AWS Micro-services Architecture - The Omnichannel Enabler


Retailers’ investments today are digital driven and omnichannel focus, willing to reach out the best from any business opportunity.
Omnichannel doesn’t mean only technology but processes and organizations are impacted: streamlining and changing the core processes around order, pick up, delivery and return means embracing channels, logistics, delivery services, stock availability and people. 
In this scenario Retailers want to offer the customer with more flexibility in terms of order payments, pickup points, delivery, refund and return; a scalable process to all stores, brands and countries. 
Last but not least, Retailers are looking for a solution that connects all the major actors in the order flow (stores, commerce, customer service, and accountability), with a unique system of Order Management.

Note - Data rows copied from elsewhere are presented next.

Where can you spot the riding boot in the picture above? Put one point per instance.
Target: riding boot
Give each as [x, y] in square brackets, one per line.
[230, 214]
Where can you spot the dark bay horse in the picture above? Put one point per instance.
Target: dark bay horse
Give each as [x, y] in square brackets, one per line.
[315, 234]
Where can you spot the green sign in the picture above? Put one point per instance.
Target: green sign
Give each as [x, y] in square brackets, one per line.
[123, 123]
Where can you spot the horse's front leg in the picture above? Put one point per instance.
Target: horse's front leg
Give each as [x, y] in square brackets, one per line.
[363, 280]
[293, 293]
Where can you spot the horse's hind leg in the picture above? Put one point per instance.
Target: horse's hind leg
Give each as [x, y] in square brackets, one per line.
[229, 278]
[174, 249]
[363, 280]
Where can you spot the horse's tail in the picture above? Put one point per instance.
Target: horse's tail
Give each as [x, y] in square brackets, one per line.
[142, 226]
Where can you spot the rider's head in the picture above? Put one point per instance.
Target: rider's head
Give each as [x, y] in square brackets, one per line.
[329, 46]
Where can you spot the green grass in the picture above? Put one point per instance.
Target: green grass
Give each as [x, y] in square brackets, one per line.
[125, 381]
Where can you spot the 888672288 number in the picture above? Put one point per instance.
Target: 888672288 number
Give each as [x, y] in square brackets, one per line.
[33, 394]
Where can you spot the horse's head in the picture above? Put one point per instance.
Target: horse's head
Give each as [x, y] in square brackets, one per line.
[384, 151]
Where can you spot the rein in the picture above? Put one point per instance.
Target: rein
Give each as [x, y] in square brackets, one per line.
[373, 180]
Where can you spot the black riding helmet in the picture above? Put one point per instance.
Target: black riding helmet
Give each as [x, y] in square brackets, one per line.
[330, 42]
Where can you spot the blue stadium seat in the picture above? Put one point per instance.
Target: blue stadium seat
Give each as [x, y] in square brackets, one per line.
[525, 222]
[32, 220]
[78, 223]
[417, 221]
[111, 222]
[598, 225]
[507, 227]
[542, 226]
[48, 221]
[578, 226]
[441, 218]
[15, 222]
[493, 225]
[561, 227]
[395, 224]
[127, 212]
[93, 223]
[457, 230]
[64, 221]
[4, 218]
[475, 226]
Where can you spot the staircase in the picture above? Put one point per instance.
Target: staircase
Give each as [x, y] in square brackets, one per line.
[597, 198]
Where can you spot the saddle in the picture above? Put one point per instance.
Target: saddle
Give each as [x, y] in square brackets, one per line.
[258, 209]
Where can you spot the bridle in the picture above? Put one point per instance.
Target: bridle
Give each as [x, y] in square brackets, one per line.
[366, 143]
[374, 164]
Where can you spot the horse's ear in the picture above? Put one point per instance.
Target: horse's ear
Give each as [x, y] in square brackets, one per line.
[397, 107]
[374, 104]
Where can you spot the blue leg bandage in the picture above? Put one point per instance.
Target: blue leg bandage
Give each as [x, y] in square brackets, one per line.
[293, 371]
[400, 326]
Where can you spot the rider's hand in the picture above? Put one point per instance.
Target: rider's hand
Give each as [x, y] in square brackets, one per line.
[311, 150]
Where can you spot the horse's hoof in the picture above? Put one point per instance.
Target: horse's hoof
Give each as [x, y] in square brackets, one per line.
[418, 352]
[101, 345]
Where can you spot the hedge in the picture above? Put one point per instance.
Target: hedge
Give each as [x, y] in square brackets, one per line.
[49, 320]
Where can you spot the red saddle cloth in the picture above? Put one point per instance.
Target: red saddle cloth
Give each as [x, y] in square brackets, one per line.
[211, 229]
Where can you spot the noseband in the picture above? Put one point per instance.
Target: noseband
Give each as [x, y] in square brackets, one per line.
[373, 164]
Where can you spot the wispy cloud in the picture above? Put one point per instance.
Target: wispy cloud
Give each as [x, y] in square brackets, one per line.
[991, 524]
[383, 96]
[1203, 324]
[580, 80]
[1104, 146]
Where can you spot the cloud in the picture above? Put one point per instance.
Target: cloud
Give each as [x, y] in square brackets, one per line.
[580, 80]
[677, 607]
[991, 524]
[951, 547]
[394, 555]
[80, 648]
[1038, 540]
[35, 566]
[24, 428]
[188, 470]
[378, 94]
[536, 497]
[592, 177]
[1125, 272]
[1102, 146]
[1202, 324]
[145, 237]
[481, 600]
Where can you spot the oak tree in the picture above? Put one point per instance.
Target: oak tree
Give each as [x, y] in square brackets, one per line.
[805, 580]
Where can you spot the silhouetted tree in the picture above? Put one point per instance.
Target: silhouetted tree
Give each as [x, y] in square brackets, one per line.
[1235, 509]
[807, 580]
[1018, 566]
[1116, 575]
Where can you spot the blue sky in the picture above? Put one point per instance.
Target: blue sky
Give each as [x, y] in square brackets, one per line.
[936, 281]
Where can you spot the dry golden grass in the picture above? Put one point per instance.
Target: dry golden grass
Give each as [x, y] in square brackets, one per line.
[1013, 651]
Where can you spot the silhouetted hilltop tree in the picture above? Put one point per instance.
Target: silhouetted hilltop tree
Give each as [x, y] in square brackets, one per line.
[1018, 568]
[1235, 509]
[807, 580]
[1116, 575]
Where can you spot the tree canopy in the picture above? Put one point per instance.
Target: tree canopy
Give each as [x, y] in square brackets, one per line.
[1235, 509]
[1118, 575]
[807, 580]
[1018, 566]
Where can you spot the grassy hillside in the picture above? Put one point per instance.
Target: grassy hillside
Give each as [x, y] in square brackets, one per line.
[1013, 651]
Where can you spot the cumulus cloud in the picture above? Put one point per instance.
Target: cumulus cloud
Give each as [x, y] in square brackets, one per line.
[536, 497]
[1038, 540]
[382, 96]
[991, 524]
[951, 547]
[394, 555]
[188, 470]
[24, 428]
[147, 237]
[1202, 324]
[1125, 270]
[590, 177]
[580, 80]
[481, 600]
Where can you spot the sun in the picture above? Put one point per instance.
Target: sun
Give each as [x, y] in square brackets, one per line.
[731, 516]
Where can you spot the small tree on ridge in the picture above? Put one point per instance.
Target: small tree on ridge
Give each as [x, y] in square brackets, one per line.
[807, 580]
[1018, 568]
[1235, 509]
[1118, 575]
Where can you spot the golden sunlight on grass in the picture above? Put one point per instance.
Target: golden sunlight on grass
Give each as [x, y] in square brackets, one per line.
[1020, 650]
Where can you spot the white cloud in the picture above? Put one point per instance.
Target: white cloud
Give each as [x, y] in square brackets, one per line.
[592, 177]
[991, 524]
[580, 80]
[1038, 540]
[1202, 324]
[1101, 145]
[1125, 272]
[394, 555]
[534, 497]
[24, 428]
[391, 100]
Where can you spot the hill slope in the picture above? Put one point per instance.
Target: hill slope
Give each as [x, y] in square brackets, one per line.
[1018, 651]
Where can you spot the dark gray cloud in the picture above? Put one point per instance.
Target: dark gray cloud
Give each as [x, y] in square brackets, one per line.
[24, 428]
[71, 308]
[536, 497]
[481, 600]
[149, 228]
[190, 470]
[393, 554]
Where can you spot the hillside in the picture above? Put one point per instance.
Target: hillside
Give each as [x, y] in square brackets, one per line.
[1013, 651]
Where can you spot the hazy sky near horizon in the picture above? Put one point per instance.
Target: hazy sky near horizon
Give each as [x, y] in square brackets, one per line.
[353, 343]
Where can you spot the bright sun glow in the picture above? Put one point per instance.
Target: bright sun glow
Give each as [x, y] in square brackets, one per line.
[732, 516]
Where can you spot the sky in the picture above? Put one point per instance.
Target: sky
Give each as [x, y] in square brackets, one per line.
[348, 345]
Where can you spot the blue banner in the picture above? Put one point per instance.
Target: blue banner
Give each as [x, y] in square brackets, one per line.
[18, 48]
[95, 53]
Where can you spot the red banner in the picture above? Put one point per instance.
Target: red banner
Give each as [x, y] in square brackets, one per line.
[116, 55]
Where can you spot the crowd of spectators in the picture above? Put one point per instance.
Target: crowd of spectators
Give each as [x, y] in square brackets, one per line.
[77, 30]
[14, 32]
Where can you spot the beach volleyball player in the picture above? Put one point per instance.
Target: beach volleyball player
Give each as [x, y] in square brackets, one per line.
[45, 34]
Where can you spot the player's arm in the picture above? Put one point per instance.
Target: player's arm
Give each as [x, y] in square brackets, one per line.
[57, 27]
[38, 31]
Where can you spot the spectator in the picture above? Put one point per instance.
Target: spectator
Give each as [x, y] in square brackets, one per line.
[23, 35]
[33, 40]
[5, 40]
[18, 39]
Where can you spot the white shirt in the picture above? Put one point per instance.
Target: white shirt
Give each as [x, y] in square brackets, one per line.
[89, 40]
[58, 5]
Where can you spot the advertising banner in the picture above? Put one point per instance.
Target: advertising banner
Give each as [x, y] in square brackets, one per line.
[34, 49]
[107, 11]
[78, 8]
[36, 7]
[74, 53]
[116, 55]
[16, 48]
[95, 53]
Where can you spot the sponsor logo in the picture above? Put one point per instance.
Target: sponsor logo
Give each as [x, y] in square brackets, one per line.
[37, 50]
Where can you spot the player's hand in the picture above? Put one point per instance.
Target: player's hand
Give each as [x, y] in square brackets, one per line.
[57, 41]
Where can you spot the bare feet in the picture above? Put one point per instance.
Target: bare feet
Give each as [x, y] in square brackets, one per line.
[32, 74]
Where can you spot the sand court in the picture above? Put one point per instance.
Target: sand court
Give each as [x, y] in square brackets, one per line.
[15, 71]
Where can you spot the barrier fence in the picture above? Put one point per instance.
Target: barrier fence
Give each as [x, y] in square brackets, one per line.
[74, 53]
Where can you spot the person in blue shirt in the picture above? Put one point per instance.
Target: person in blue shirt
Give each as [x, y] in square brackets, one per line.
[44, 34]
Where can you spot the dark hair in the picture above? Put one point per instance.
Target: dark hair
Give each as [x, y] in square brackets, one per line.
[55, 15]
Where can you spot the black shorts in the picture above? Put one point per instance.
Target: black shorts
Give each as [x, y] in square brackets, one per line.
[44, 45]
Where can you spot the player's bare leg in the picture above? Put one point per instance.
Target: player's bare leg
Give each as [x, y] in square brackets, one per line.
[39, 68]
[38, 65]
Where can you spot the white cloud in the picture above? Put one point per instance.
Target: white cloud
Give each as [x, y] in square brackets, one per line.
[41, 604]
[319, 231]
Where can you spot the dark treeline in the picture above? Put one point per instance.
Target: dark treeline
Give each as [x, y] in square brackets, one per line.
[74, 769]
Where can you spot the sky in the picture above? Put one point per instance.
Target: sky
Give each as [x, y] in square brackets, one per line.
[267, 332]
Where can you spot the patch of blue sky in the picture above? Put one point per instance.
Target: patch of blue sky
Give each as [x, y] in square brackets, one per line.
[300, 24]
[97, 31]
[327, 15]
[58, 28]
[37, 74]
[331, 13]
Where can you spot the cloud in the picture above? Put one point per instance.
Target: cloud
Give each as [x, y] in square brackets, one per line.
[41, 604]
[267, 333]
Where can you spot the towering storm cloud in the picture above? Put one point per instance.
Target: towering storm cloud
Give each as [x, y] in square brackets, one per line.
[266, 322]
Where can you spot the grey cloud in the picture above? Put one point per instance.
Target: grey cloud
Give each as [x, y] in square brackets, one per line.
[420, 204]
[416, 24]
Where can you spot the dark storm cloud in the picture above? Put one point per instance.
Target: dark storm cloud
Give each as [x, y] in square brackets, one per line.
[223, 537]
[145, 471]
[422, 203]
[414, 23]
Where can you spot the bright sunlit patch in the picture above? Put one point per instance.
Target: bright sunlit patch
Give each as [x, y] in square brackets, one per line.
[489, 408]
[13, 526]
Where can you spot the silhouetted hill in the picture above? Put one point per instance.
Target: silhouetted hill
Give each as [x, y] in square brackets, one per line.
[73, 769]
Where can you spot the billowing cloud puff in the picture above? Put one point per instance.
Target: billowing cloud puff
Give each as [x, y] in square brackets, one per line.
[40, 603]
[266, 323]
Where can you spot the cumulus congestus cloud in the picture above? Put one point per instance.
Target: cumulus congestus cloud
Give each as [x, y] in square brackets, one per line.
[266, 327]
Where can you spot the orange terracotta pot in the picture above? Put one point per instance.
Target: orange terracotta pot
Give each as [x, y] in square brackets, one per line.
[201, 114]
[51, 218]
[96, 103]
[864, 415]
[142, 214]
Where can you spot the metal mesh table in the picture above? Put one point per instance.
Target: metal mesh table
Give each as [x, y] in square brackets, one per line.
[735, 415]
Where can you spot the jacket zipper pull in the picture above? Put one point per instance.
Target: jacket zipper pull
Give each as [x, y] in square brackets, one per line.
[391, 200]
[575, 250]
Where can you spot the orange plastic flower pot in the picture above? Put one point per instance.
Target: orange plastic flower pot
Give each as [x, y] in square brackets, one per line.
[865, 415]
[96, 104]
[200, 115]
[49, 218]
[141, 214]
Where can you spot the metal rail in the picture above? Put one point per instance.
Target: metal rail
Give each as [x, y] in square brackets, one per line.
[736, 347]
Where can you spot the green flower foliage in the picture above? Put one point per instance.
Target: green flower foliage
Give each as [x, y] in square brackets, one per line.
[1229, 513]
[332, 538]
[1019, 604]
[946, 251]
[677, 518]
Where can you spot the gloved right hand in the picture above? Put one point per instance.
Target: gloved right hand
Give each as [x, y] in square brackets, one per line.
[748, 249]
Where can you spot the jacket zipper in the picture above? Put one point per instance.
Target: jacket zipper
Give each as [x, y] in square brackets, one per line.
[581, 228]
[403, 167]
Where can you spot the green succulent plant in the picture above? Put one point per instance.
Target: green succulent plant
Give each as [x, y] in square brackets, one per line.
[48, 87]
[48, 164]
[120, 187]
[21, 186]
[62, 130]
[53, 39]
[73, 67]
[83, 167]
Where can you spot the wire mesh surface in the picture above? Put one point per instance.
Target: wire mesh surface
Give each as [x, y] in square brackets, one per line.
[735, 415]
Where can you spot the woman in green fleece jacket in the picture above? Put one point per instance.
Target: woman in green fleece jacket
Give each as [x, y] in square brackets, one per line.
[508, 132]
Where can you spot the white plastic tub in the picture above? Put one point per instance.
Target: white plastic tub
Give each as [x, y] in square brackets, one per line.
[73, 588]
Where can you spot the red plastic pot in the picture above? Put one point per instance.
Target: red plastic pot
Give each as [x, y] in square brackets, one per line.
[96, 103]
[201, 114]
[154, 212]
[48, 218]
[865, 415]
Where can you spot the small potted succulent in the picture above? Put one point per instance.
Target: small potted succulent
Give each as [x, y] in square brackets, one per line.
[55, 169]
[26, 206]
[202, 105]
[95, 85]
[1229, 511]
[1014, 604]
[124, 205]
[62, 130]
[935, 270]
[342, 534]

Retail Reply built a solution to address these needs.
The approach used was driven by the goal to design a scalable and elastic platform in order to manage the pick and unpick of volumes in different time frames (E.g. Black Friday, Promotion and seasonal sales).

The application is composed by the following different services:

  • Order Service: to manage the order creation and update
  • Inventory Service: to store stock information and to provide near real-time inventory quantities. This service also provides the sourcing algorithm in order to evaluate the best option of the fulfillment, considering the DC warehouse and a large number of stores.
    The rules used by the algorithm are:
    • Distance between the point of fulfilment and delivery address (for example the customer home or a physical store in case of Pay and Collect order)
    • Store priority
    • Shipment Grouping: to optimize the number of shipments for each point of fulfilment
    • Stores rotation index
    • Catalog Service
  • Payment Service: directly integrated with third-party payment providers (e.g. GestPay, AmazonPay, Adyen and ScalaPay)Shipment Service: accounted for the integration with carriers (e.g. TNT, FedEx, DHL and Correos).


A micro-services application based on AWS Managed Service Java Spring Boot delivered in a Kubernetes cluster exploiting the AWS managed services.
Just deep diving the solution, we have the management layer of the cluster provided by Amazon EKS service and the worker nodes are provisioned via AutoScaling Groups. 
To grant isolation between the different application environments, three different EKS clusters have been implemented each one in a dedicated Amazon VPC instance. 
The resources are spread across three available zones inside the region and traffic is balanced using an Application Load Balancer. 
The database for the application is Amazon Aurora RDS with PostgreSQL compatibility. 
One cluster for each environment has been created. 
The external integrations with third-party components are achieved via an API Gateway that proxies the requests for this application. The VPC networks are linked with other AWS accounts which provide services for this application via peering connection to exploit the AWS backbone network. 
A managed Kafka cluster (Amazon MSK) is used to manage message queues. This simplify the decoupling of the frontend and backend components, by changing some processes from synchronous to asynchronous.